Dedication: “In thanksgiving for Marian Frank’s questioning faith.”
Following Brenton Dickieson’s blog A Pilgrim in Narnia I found a Friday teatime group committed to the Inklings and friends. I have read C.S. Lewis, J.R.R. Tolkien, George MacDonald, and Charles Williams since college, and Dickieson’s blog encourages explorations. The tea group devoted one Friday afternoon to reading poems (on Zoom). I chose to read George MacDonald’s A Broken Prayer.
“A Broken Prayer” is a very long poem where the founding father of fantasy fiction resists an easy answer to living a life of faith, and is pulled back and forth between joy and despair. MacDonald wrote in an age where editors didn’t cut three paragraphs into one. I offered to the teatime curator to cut the poem to a shorter length. He said he would prefer no cuts, so I pressed my Shakespearean actor husband into reading the Despair voice and I took Joy. (Named speaking parts were my own adaptation.) We attempted to dramatize, to embody, the inner polarities of MacDonald’s faith as he went back and forth by stanza.
Example of Despair voice:
O Lord, my God, how long
Shall my poor heart pant for a boundless joy?

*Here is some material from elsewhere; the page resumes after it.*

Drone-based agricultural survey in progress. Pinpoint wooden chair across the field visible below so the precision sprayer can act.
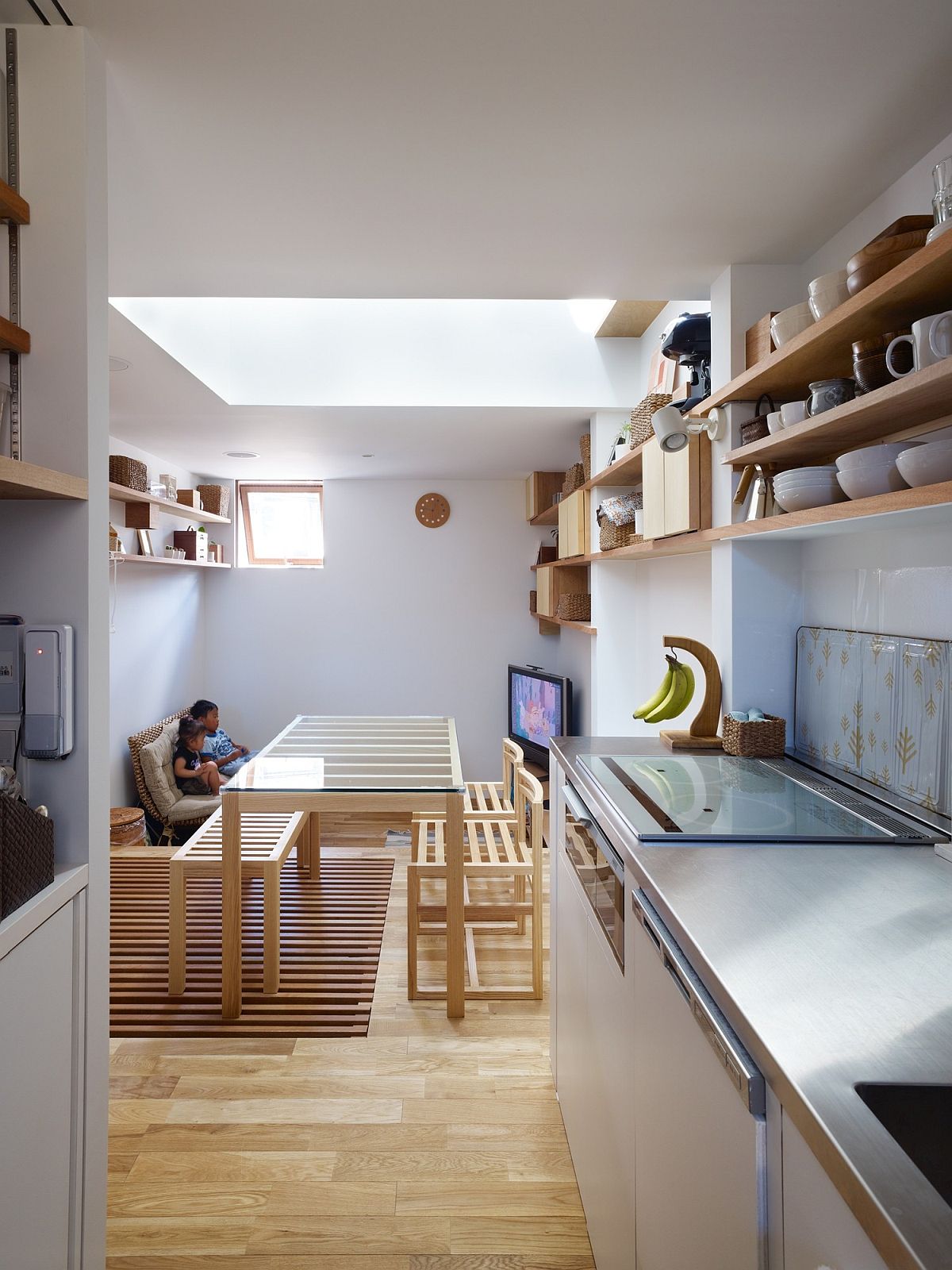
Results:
[406,768,543,1001]
[169,809,311,997]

How long, O mighty Spirit, shall I hear
The murmur of Truth’s crystal waters slide
From the deep caverns of their endless being,
But my lips taste not, and the grosser air
Choke each pure inspiration of thy will?
Example of Joy voice:
Make me a forest
Of gladdest life wherein perpetual spring
Lifts up her leafy tresses in the wind.
Lo, now I see
Thy trembling starlight sit among my pines,
And thy young moon slide down my arching boughs
With a soft sound of restless eloquence!
And I can feel a joy as when thy hosts
Of trampling winds, gathering in maddened bands,
Roar upward through the blue and flashing day
Round my still depths of uncleft solitude.
His struggle exemplifies the father’s prayer to Jesus: “I believe. Help Thou my unbelief.” (Mark 9:24) McDonald’s poem goes on, and on and on, creating the feeling of the internal text of MacDonald’s daily life year after year.
MacDonald does not settle on Joy. The poignant final stanza embraces being “islanded on unseen points, hanging ‘twixt thee and chaos.”
Heal all my wanderings, take me by the hand,
And lead me homeward through the shadows.
Let me not by my willful acts of pride
Block up the windows of thy truth, and grow
A wasted, withered thing, that stumbles on
Down to the grave with folded hands of sloth
And leaden confidence.
The turmoil, the inner work, is fully embraced rather than to be filled with “leaden confidence”. He will work on.
Learnings:
1) Winter Christian
A participant commented that MacDonald was a Winter Christian. I was unfamiliar with this term and looked it up the next morning. He is exactly a member of that tribe! The most helpful resource was a blog post titled, Summer and Winter Christians by Richard Beck on his Experimental Theology site.
Beck posts an X/Y model:
A Winter Christian is High Communion and High Complaint. A Winter Christian is to be welcomed, to share communion.
2) Testing The Worth of Complaints
Would George MacDonald be welcome in your church? In your life? Many churches and believers, perhaps of any faith, often criticize the lamenter, the struggler, about their God and faith – a “doubting” Thomas. Many managers of people complain (!) about employee complainers. Many parents and children complain about their family members. We complain about neighbors, about the government, about…
“A Broken Prayer “ is in a long tradition of High Complaint; many of the Psalms offer examples. See my blog on Laments and Complaints. Doubt, complaint, and lamentation are struggles with the Divine; the individual is in communion with the Holy Ones. Complaining workers or family members have not given in to cynicism or disengaged. Here is a person who still hopes for a better environment or communion or achievement.
The test to determine Winter believers from complainers is the degree of their will to stay engaged in the struggle. Like George MacDonald, do they seek to remain in communion, to connect, to offer themselves into the answer?